This is amazing, thanks for sharing it! A very useful feature that I always missed but never actually tough about.
I've had a hard time understanding the slices on the beginning will be very useful for troubleshooting bad images also while optimizing image sizes.
Can probably help to understand problems like the one bug where the image size got almost a 2x increase after a CHOWN, because the slice is added again with different owner ( I think ;) ) would be so much easier to see with this.
We added a lib to a java image and the size went up by about 4x the library size, I spent a few hours trying to track it down to no avail. Hopefully this will help pin down the issue.
Same here. I'm relatively new to Docker. I've taken a public jessie image, and tweaked and committed locally. I can see that layers exist when I pull images, but just what they are has been a mystery.
The latter can be easily done in a few hours by inspecting the image layer metadata.
Every layer understands the command it was run in the Dockerfile to create itself. Just look at `docker history` and have a look at the "CREATED BY" field for human-readable output of the layer metadata, or depending on your graph driver have a look in /var/lib/docker/image/overlay2/imagedb/content/sha256. From there you can reverse-engineer a Dockerfile.
For layers that were not built using `docker build` (e.g. `docker commit`, OCI-compatible image builders), re-creating the exact command that generated that layer is much harder to do. The only information most tools will give you might just be the diff itself.
Can someone well versed in Docker explain in their own words what this does and why it is useful? Thanks in advance! I'm definitely not a docker poweruser...other than build start and stopping..
If two Dockerfiles use debain:stretch-slim as their base, docker won't download both base images twice. Each command in the Dockerfile creates an image. If you copy a Dockerfile and just change the last line and build them in order, the 2nd build will run a lot faster and you'll see in the output it pulls out "cached images" since it's already run those commands (docker build --no-cache always forced a full build).
If you start making Dockerfiles and playing around with it, it will start to make more sense.
It's declarative in the sense that the instructions are set in text. But what goes inside a Dockerfile might be imperative, like running apt-get to install packages (i.e., running steps in order).
But what goes inside a Dockerfile might be imperative, like running apt-get to install packages (i.e., running steps in order)
But...that too is done via the Dockerfile, via the RUN command to execute commands inside the container at run time. Or alternatively using the ENTRYPOINT command.
I have been looking for something like this for like 2 years. This will be most useful for experienced devs new to Docker that don't quite understand what's going on and haven't had time to read the specs on how docker works.
layers are not delta transfers in my opinion, they are just new copies or removed files. its like saying sftp is delta transfer because you don't have to send your entire disk image every time. I love layers and dockers very nice reusing of base layers and such but i feel like delta transfers would dramatically improve my workflow and upload times.
> its like saying sftp is delta transfer because you don't have to send your entire disk image every time
I see your point, but the comparison to sftp seems really off. Overlay2 [1] indeed works on whole file differences, just as sftp would do.

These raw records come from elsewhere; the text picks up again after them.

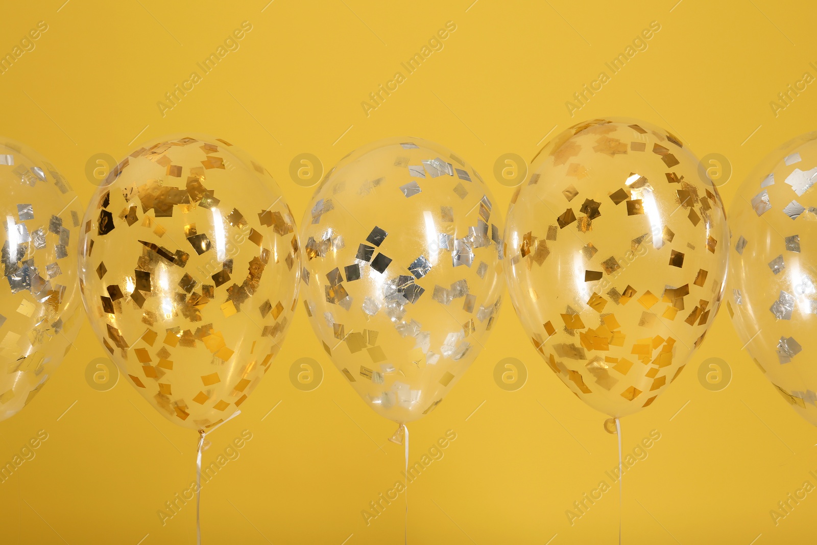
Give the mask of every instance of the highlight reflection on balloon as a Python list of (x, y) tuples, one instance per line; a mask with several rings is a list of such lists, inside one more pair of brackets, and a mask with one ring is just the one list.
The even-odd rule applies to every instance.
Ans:
[(611, 417), (664, 391), (717, 312), (728, 231), (681, 140), (635, 119), (569, 128), (508, 212), (505, 270), (534, 346)]
[(79, 329), (77, 196), (54, 165), (0, 138), (0, 421), (33, 398)]
[(221, 139), (158, 139), (110, 173), (83, 231), (83, 302), (131, 384), (194, 430), (234, 413), (297, 297), (295, 221), (270, 173)]
[(777, 391), (817, 425), (817, 132), (770, 154), (730, 209), (730, 297), (741, 341)]
[(419, 138), (344, 158), (303, 220), (313, 329), (345, 379), (403, 424), (468, 369), (500, 305), (502, 220), (479, 175)]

Additionally, I don't think making actual byte-level deltas would yield you much improvement on container size. It would also increase access time unless you keep a cache that doubles storage requirements per image. Dockerfiles primarily add files rather than change them, and actual changed files are often small.
> i feel like delta transfers would dramatically improve my workflow and upload times
If you think delta transfers would help, you're saying you have a bunch of data that doesn't change between image builds, but you have to re-upload all that data every time.
This actually sounds like a perfect use-case for image layers. If you can rearrange your Dockerfile to put the steps where files change more rarely before steps that change frequently, docker will automatically cache the earlier steps and not reupload if that layer already exists.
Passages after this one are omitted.